Wednesday, May 25, 2011
Lawyers, Estate Agents and Traffic Wardens
Lawyers are getting a good pummeling today.
Firstpost have a good analysis of the current injunction legal mess:
"To work, any law needs to meet five basic tests. First it needs to appear fair, whereas the current privacy law appears to operate largely for the benefit of rich, male adulterers.
Second, it must be proportionate; using super-injunctions to curb what is essentially gossip hardly ticks that box either.
Third, any legal process should be transparent, yet by definition super-injunctions are secret.
Fourth, any law must be workable; unfortunately the internet and Twitter have rendered this one unworkable.
Finally, a law has to have widespread consent which, as we are seeing at the moment, this one lacks.
This is a pretty impressive list of failings, and the judges can't say they were not warned."
No wonder the lawyers like Carter-Ruck and Schillings have been enjoying themselves.

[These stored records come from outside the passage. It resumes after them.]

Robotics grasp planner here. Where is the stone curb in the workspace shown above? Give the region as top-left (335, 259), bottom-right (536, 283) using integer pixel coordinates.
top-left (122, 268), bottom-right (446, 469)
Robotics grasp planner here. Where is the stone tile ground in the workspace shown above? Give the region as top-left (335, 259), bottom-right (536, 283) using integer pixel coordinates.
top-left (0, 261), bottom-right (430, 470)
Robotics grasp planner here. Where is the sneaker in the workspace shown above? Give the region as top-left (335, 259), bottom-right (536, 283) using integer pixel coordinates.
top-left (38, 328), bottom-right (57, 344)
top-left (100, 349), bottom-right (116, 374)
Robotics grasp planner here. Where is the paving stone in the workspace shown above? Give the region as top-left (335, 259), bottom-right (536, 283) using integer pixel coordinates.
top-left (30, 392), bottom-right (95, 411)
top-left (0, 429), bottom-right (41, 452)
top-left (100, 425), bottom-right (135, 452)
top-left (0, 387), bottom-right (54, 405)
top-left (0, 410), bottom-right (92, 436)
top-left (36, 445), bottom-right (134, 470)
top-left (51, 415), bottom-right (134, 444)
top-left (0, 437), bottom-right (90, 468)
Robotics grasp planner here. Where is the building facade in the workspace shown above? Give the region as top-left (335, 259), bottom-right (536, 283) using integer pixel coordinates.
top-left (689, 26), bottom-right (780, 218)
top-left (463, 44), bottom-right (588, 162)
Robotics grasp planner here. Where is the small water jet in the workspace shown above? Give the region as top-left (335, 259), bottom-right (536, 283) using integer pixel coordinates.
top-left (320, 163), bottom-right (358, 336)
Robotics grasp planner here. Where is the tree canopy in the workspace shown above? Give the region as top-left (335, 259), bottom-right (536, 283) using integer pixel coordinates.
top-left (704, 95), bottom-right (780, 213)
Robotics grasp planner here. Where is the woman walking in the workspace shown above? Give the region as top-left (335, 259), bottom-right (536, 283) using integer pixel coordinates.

Others have sought to get their own back on the jumped up tea boy who became a millionaire (Del Trotter style) on the back of the Human Rights Act 1998 and its greyness:
Schillings website says
"An intimate knowledge of media law is essential to helping our clients effectively. One of our core skills is in obtaining injunctions at very short notice to prevent the publication of private information. This can only be achieved when there is no prevailing public interest in the material in question. The court will look to see whether, on the facts of the case, the right to privacy should outweigh the right to freedom of expression."